2 Materials and methods
2.1 Study area
The territory affected by alkaline dust deposition extends in the valley along the River Muráň (48º60’–48º66’ N, and 20º15’–20º27’ E, about 270 m a.s.l.). It is located in the Revúcka Highland, a geomorphological complex of the Slovak Ore Mountains, and a sub-province of the Inner Western Carpathians. Long-term average annual rainfall at the site is 728 mm, and the average annual temperature is 8.2 °C. Prevailing winds in the territory are in the direction from north-west to south-east (Climate-Data.Org, 2019). The geology of the loaded area is very complex. The older Paleozoic is represented by granite, and the younger by magnesite, on which were developed Cambisols. Rendzic Leptosols were formed on Mesozoic limestones, dolomites, and shales. Cambisols were formed on Neogene gravel, Luvisols on Pleistocene loam, and Haplic Fluvisols were formed on Holocene alluvial deposits (Geological map, 2019).

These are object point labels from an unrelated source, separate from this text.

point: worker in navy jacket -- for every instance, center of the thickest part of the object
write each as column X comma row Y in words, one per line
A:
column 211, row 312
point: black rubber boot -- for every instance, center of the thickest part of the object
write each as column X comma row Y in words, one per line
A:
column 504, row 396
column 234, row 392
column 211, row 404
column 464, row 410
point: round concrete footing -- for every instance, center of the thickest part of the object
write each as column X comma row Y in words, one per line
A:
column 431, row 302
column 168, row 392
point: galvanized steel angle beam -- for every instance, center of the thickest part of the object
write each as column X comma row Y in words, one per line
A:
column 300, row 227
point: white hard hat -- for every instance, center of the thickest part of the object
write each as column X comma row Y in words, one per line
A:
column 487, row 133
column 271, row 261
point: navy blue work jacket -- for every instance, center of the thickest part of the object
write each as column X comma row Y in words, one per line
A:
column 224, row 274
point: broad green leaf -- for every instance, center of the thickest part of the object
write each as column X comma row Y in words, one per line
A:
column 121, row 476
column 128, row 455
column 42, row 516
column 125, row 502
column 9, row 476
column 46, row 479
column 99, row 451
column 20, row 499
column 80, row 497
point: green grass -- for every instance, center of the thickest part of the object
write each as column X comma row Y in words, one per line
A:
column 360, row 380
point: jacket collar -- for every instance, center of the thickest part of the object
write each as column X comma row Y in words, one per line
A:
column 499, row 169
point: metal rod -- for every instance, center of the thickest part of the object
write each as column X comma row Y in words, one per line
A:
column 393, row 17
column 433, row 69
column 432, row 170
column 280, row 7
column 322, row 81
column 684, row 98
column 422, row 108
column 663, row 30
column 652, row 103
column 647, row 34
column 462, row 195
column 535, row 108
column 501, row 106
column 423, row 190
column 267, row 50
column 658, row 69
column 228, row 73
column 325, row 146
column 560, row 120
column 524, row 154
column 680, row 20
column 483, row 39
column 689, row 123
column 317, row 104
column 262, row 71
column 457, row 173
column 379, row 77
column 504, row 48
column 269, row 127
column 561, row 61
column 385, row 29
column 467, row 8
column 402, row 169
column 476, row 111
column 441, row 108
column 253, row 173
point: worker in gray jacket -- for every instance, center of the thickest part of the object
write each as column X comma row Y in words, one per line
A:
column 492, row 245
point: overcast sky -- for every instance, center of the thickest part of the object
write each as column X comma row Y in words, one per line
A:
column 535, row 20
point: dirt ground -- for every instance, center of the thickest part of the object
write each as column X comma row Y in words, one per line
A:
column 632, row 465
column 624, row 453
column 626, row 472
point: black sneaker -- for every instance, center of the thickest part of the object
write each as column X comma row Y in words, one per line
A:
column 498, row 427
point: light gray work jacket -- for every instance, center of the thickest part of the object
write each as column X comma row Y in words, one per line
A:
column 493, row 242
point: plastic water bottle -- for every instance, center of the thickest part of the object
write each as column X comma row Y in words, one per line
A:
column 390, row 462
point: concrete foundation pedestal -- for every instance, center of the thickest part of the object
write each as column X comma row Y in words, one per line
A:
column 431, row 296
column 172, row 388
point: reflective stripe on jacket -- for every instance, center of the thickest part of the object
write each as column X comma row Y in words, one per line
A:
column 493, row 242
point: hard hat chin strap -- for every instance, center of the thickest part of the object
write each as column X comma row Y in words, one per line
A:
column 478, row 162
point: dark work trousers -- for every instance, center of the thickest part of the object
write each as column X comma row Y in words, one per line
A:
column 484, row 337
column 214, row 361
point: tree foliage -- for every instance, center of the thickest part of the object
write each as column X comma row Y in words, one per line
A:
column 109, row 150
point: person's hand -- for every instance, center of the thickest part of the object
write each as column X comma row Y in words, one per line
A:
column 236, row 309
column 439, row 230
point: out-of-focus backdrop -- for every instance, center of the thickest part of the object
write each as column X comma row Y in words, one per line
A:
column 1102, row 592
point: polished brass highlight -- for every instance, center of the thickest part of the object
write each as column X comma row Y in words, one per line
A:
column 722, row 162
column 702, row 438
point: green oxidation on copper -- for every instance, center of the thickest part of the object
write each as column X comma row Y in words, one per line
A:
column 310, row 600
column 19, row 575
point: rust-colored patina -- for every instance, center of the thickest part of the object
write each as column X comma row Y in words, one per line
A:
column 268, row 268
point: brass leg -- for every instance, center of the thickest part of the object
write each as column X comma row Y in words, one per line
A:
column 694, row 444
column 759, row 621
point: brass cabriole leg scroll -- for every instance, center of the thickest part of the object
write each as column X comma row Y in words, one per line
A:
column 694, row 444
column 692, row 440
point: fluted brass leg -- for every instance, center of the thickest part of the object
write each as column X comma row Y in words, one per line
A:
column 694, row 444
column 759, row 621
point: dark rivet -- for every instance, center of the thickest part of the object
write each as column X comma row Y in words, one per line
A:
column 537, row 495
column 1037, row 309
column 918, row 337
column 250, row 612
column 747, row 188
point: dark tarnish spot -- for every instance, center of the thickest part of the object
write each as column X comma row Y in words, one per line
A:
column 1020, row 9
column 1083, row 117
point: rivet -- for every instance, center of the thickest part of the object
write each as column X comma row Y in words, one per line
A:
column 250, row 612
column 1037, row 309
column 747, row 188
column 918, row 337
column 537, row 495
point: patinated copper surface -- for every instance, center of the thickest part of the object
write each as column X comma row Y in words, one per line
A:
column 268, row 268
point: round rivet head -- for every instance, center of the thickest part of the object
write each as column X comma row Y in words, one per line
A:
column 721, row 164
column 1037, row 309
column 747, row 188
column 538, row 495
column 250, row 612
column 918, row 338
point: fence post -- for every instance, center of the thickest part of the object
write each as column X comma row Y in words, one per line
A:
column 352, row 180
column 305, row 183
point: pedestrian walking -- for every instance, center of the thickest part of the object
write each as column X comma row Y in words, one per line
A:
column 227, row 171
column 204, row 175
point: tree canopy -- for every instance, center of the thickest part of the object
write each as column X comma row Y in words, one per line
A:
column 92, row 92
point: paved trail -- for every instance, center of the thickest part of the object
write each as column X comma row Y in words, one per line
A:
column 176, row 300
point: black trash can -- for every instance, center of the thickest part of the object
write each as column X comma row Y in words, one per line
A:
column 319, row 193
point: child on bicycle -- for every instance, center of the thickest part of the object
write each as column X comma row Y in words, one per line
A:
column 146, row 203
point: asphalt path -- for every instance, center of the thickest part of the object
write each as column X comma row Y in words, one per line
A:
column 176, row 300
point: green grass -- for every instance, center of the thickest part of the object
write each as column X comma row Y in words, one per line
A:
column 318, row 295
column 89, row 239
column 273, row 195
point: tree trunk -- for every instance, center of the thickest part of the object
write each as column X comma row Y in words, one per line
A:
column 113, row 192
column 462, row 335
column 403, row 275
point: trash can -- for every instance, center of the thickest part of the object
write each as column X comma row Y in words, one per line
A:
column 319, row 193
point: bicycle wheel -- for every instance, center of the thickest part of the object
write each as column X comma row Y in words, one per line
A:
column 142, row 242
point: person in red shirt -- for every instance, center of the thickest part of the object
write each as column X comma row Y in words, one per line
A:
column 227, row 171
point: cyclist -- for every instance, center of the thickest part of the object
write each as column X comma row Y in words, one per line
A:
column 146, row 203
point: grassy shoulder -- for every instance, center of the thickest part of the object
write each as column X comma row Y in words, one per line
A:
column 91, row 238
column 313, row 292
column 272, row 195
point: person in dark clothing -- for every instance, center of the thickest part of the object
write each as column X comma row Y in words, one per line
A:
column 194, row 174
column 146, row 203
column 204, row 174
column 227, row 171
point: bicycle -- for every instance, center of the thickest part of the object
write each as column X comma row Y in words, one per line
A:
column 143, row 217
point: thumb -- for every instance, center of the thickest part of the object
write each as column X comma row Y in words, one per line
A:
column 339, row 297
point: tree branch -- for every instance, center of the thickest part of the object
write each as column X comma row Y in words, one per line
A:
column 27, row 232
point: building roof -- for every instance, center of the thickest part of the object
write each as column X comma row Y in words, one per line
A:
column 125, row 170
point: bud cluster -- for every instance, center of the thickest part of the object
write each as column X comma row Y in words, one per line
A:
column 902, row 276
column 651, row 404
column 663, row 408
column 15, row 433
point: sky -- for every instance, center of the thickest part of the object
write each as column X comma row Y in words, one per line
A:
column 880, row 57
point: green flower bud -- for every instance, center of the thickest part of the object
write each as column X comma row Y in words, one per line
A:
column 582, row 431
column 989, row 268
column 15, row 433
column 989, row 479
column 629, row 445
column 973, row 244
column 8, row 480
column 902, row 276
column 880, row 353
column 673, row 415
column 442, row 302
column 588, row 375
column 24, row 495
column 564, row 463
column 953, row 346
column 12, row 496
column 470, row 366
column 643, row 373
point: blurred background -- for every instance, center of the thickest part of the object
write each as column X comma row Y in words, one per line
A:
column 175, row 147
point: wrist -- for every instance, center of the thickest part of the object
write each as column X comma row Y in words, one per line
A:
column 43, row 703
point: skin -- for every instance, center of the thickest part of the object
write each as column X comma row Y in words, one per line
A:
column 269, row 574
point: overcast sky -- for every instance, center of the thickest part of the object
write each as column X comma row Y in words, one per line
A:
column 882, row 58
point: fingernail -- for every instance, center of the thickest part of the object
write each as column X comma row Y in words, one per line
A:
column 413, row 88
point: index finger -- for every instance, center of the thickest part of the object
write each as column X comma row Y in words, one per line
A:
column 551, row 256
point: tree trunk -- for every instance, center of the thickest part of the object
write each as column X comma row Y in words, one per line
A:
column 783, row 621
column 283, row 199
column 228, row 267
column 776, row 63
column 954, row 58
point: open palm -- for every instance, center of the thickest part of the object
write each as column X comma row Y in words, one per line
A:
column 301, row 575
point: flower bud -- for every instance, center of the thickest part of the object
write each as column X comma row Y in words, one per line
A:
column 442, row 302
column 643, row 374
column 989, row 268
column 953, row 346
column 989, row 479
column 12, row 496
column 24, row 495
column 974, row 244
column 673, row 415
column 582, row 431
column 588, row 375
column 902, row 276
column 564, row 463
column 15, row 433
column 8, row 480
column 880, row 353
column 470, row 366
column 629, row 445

2.2 Soil sampling and samples preparation
Soil sampling sites (Figure 1) were designed based on the quantity of fallen alkaline dust (g m-2 30 days-1) for the period 1980–1990. Values were published by Turčan Consulting (1992), and results were map processed. The studied area started in the north-west, approximately 1 km before the first magnesite processing factory in Lubeník, and continued down the alluvium of the River Muráň alongside the factory in Jelšava and finished in the south-east, behind the village of Gemerské Teplice. Following the direction of prevailing winds (north-west to south-east), 14 sampling sites covered by natural vegetation were selected. At each site, soil-sampling plots (30 m × 30 m) were designated, and from these, networks of 10 m × 10 m were assigned to collect nine soil subsamples per each plot (resulting in 126 subsamples). To represent the average conditions of the plot, the 9 soil subsamples were combined to form a composite sample for each of the 14 sampling sites. Because in the past, most of the studied area was used as arable land, soil samples were collected from the topsoil (0–30 cm).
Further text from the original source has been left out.